The questions posed by the members primarily targeted the government’s strategy concerning AI deployment and its alignment with global regulations. Minister Chandrasekhar laid out the government’s ambitious vision, stating: “The government expects artificial intelligence to be a kinetic enabler of India’s fast-growing digital and innovation economy. The government’s mission is to harness the potential of AI for real-life use cases in governance, healthcare, agriculture, language translation, etc, to make AI beneficial to citizens and communities.”
Highlighting the national strategy on AI, Chandrasekhar emphasised its pivotal role in addressing societal challenges. However, he acknowledged the ethical concerns encircling AI, notably biases, privacy violations, and transparency issues. To counter these, he underlined the ongoing efforts to standardise responsible AI development and India’s active participation in the Global Partnership on Artificial Intelligence (GPAI).
Queries about the need for regulations in AI usage prompted Chandrasekhar to delineate the government’s framework. He explained that recognising the potential harms emerging technologies might pose, the government has proactively established a robust framework through the IT Act and amended IT rules to regulate user harms.
Chandrasekhar then stated that to cultivate a trusted AI innovation ecosystem, the government has taken multifaceted steps which include the constitution of expert groups to design IndiaAI’s operational aspects, focusing on establishing Centers of Excellence (CoEs) on AI and creating frameworks for data governance. He also noted that the ministry has also launched the ‘National AI Portal’ which serves as a comprehensive repository of AI initiatives.
Moreover, initiatives such as ‘FutureSkills PRIME’, the ‘Visvesvaraya PhD Scheme’, ‘Responsible AI for Youth 2022’, and ‘YUVAi’ illustrate the government’s dedication to upskilling and empowering youth in AI technologies, says Chandrasekhar. As per the response shared by the minister, infrastructure development also takes centre stage, notably the proof-of-concept project on AIRAWAT for AI research and knowledge dissemination, alongside AI computing facilities established by the National Informatics Centre.
Delving into concerns about deepfake techniques, Chandrasekhar reiterated the government’s commitment to ensuring a secure online environment. He mentioned that the IT Rules mandate obligations on intermediaries to prevent the spread of false information, including deepfakes.

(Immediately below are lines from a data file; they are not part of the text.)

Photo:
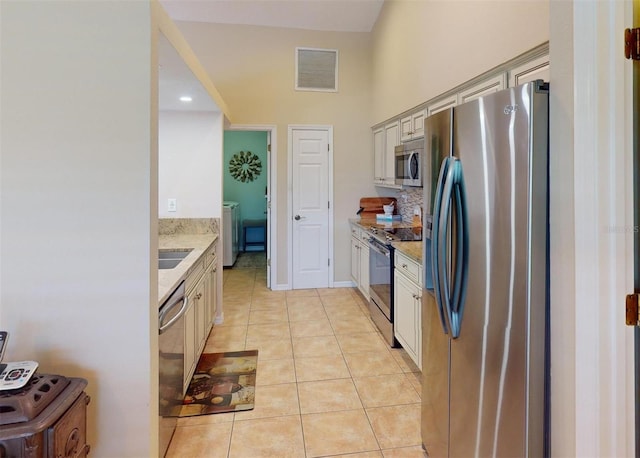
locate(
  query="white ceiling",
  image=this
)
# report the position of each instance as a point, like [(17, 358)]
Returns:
[(328, 15), (176, 79)]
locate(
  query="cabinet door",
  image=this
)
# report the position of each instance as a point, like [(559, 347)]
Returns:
[(392, 139), (407, 316), (355, 260), (537, 69), (364, 269), (417, 124), (212, 296), (412, 126), (442, 104), (378, 156), (189, 342), (489, 86), (406, 129), (200, 305)]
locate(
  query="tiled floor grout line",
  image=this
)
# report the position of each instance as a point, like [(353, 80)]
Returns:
[(341, 335)]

Chandrasekhar also stated that to combat the dangers posed by deepfake-generated misinformation, the ministry has directed significant social media platforms to enforce stringent measures, outlining specific directories. “In case of failure to follow diligence as provided in the IT Rules, 2021, by intermediaries, they shall lose their safe harbour protection under section 79 of the IT Act and shall be liable for consequential action,” he added.
The parliamentary discussions underscored the government’s diligent efforts to navigate the intricate landscape of AI. The focus remains on fostering a conducive environment for the responsible deployment of AI technology while safeguarding citizen safety and trust.